Back in the day.. .by which I mean about a decade ago (when I used to work a tone of the big search engines), we were approached by a Middle Eastern Country to come up with a web search engine which could be controlled so that content from specific sites on the web could be excluded and specific queries and queries about specific topics would return no results.
At the time, the consensus from our engineering team was that it was mostly pretty doable. The problem we had was that the customer wanted very strong guarantees that we’d stop everything, and back then we couldn’t guarantee that we would never show content on specific topics if that content was found indirectly. It had a pretty high “ick” factor too, so we passed on the opportunity.
It was thus with a feeling of being somewhat underwhelmed by recent announcements from Google and Bing that they would be implementing filters for the 13,000 plus queries which have been shown to link back to child pornography or pedophilia related sites. The announcement has been greeted with limited ballyhoo… but positive ballyhoo nonetheless. The fact really not commented on is that this is something they have had the engineering ability to do for at-least the last decade. No doubt the efficiency of the process has improved over the years, but there was absolutely nothing stopping them doing something very similar a long time ago.
In fairness, both Google and Bing have been responsive in taking down offending content when that content is reported to them… but it’s always been a proactive response. The root of this reticence (as is most things bad) is legal. The Digital Millennium Copyright act (amongst many other things) gave the search engines ‘safe harbor’ against being accused of copyright infringement for indexing content published on the web. A corollary to this argument was that Search Engines would loose this safe harbor if they could be accused of manually “editing” the index. The end result was that search engines (like my old one) steadfastly resisted doing anything other than make algorithmic changes which impact the entire index or only removed URLs when instructed to by a Judge. This thinking has ruled the world of web search ever since.

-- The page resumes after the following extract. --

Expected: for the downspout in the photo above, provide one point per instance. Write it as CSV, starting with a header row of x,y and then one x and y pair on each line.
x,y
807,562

The recent furor around the issue of kiddie porn and search has been led by the Brits and is gaining traction over here. The changes just announced will likely calm that excitement at a cosmetic level, a couple of news cycles later it will be long forgotten… sadly, the problem won’t be. The folks into this toxic garbage don’t rely on search engines, rather pics are traded like baseball card between like minded “enthusiasts.” These changes might slow down the curious or beginners, but it won’t stop the hardcore… it’s too little and too late.